Unfortunately, she was lost to follow up and re-presented 4 months later with a right mature cataract. A repeat EUA was performed and B-scan now showed a partial posterior vitreous detachment with cellular vitreous. High resolution scan showed extensive increased irregular echoes of variable reflectivity extending from the pars plana to the ciliary body and along the anterior hyaloid face to the posterior lens. Small echolucent areas were present as well as one area of hyper-reflectivity inferotemporally. Although there was no absolute shadowing posterior to this hyper-reflective area, it remained highly reflective at low gain suggesting possible cartilage (fig 2A–C). Lens aspiration was performed revealing a dense, vascularised cyclitic membrane and underlying white fibrous tissue circumferentially around the pars plana and ciliary body though no distinct mass. Inferotemporally this structure was cystic with an area of hard chalky tissue, corresponding to the bright echo on scan, which was again thought probably to represent cartilage. A diagnosis of possible medulloepithelioma was made and confirmed on subsequent histological examination of tissue biopsies and vitreous cytology. Unfortunately, during surgery she developed an inferotemporal retinal dialysis requiring vitrectomy and inevitably some retrolenticular tissue was lost to further histological analysis during this procedure. Subsequent enucleation and extensive histological examination of the globe confirmed the diagnosis of malignant medulloepithelioma, although no heterologous elements could be identified in the available tissue.

Figure 2

 High resolution scan now showing increased echoes of variable reflectivity from pars plana to ciliary body and posterior lens. Cystic structure with echolucent areas temporally (A). Very highly reflective echo inferotemporal pars plana (B). Although only very slight posterior shadowing, hyper-reflective echo persists at low gain (C), suggesting possible cartilage.

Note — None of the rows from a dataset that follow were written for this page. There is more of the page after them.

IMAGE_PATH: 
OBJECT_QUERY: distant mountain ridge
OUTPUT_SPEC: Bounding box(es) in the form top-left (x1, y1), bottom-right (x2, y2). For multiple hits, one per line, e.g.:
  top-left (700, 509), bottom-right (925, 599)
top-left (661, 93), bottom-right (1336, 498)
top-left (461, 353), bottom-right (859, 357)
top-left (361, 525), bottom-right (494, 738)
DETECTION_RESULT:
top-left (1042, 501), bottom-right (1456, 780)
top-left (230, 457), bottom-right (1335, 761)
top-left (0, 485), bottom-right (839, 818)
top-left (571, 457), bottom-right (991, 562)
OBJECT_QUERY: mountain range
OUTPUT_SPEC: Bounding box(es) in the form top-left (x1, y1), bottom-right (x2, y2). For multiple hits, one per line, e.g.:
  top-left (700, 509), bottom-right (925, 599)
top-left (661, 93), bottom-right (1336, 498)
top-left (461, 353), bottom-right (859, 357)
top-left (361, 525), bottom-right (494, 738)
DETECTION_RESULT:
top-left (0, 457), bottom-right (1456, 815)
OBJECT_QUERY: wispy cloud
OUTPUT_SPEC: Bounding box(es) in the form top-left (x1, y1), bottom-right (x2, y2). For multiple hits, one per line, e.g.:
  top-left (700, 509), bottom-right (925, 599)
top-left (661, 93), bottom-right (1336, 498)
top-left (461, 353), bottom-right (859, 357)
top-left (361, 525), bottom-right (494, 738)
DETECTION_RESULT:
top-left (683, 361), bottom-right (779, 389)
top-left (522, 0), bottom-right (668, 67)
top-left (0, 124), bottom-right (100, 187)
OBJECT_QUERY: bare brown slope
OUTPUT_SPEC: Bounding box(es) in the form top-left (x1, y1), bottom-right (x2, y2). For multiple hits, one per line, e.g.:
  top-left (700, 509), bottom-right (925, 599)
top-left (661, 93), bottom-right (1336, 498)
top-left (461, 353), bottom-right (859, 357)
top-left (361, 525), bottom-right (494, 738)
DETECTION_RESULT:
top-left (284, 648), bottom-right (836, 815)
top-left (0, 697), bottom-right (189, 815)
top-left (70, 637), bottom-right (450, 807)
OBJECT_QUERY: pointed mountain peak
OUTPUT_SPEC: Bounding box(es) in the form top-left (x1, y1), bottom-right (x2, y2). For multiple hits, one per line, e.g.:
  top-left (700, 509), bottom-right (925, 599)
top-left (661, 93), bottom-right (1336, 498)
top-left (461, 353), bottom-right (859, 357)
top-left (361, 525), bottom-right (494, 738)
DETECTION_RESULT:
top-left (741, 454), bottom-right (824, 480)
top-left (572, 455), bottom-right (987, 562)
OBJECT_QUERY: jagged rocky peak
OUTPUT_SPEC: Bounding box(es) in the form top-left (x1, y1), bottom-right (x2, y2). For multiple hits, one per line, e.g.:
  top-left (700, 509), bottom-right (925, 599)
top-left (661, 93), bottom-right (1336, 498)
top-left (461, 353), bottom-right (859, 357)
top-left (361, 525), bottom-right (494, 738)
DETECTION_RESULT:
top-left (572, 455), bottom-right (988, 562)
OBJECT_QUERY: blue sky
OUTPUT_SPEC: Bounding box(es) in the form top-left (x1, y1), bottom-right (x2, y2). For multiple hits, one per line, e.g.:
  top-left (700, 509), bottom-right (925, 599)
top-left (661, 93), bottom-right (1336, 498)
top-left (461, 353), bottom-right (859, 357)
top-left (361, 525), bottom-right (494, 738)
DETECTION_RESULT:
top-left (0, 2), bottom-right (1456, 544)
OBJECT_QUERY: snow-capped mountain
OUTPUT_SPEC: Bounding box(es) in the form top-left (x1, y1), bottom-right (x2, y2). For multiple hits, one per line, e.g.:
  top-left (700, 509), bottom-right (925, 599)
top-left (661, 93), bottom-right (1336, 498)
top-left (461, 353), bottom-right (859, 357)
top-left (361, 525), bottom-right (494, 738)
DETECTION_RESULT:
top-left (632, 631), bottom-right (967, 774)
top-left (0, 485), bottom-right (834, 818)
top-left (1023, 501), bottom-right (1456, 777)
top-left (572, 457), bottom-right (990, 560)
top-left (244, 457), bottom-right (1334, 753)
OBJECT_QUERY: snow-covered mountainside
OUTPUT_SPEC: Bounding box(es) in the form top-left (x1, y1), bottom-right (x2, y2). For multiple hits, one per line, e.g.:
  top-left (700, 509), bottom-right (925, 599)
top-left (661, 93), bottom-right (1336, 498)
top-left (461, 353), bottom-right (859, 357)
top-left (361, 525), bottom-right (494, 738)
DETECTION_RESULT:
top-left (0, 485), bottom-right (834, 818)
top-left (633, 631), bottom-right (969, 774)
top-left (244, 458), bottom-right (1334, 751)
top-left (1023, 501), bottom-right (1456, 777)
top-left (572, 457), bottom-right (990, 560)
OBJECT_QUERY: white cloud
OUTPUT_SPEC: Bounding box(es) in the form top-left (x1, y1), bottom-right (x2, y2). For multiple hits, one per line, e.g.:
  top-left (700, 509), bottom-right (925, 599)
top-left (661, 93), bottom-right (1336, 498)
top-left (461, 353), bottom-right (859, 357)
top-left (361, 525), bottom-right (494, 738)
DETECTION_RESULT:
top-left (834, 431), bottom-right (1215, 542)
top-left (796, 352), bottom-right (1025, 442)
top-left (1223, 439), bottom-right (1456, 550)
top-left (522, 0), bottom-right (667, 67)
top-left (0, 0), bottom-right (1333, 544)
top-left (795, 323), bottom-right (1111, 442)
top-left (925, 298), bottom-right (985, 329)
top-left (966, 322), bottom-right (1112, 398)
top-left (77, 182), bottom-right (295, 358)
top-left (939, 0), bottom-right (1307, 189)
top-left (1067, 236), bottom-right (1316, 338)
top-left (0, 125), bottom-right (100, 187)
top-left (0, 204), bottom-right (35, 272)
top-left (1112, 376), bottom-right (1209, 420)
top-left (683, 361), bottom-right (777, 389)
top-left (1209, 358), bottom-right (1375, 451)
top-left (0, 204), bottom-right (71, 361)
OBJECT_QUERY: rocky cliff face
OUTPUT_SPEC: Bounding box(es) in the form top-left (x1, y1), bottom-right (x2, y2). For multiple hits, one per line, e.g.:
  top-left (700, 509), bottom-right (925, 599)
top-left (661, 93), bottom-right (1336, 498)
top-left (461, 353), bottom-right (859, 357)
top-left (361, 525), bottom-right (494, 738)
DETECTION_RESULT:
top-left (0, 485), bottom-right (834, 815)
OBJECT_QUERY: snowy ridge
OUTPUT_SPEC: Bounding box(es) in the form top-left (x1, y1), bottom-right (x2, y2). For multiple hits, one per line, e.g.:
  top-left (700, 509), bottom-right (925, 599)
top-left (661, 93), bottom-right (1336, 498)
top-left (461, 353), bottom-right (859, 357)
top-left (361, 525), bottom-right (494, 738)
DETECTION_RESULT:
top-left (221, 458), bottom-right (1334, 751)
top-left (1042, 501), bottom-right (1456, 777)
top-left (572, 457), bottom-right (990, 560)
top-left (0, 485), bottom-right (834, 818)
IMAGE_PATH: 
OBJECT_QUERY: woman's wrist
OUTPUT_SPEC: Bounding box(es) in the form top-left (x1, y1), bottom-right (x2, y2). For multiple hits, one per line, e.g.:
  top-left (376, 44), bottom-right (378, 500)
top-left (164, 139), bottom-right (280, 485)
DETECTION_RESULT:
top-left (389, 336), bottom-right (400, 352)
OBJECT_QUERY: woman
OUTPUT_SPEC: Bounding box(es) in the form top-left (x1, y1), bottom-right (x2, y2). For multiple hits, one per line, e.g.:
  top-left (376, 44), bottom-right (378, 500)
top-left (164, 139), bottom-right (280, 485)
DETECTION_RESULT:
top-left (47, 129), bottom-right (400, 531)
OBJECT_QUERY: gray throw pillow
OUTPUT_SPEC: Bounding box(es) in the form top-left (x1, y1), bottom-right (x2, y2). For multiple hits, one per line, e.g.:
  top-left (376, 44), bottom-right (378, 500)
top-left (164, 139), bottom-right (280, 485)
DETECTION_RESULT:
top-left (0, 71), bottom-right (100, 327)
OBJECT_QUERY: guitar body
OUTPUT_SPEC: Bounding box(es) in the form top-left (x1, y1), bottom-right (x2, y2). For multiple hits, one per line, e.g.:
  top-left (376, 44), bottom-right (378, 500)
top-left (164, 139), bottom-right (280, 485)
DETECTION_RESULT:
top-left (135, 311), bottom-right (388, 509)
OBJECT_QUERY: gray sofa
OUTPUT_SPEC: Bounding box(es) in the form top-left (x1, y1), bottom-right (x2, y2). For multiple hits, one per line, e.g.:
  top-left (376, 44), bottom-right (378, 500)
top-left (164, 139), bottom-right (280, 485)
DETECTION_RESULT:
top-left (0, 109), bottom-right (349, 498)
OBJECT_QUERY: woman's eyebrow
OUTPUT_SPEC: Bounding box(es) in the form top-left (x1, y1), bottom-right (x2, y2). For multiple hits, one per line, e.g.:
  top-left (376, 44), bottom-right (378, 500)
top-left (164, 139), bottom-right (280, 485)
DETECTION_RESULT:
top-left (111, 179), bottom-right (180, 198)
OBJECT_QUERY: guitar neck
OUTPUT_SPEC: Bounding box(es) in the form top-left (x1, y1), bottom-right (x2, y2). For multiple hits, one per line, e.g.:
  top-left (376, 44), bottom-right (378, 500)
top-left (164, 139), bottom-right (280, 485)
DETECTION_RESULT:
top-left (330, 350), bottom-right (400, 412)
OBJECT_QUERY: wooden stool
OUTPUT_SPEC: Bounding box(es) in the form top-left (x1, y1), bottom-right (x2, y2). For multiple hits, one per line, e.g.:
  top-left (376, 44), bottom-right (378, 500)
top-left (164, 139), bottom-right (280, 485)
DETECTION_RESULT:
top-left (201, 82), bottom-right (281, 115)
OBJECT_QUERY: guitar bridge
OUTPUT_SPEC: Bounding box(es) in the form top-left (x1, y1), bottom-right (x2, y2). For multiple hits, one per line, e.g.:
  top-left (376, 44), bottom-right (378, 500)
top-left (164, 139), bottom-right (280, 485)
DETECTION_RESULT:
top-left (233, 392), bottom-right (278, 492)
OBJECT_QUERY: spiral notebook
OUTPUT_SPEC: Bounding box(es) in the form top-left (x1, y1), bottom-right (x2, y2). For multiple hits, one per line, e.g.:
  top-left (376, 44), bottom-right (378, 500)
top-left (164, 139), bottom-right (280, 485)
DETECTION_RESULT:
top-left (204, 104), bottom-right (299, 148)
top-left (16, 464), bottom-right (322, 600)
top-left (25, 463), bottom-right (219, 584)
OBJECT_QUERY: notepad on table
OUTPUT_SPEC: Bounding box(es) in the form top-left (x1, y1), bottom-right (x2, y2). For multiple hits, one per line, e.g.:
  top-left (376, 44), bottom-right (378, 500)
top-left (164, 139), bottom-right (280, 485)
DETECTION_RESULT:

Limited information exists regarding the echographic features of medulloepithelioma.1,3–5 We had the rare opportunity of examining a case of malignant medulloepithelioma by B-scan and high resolution scan at both early and later stages of development, showing significant progression of the condition. Our case presented with a pupil abnormality, localised segmental cataract and probable early cyclitic membrane arising from the pars plana but not with a typical ciliary body mass. Development of a cyclitic membrane is a recognised feature associated with medulloepithelioma.1,4–6 We have demonstrated the value of high resolution echography in such cases particularly demonstrating early changes when little was clinically evident. Our case demonstrates that, even in the absence of a ciliary body mass, the suggestion of early or unusual retrolental membrane should alert one to the possible diagnosis of intraocular medulloepithelioma.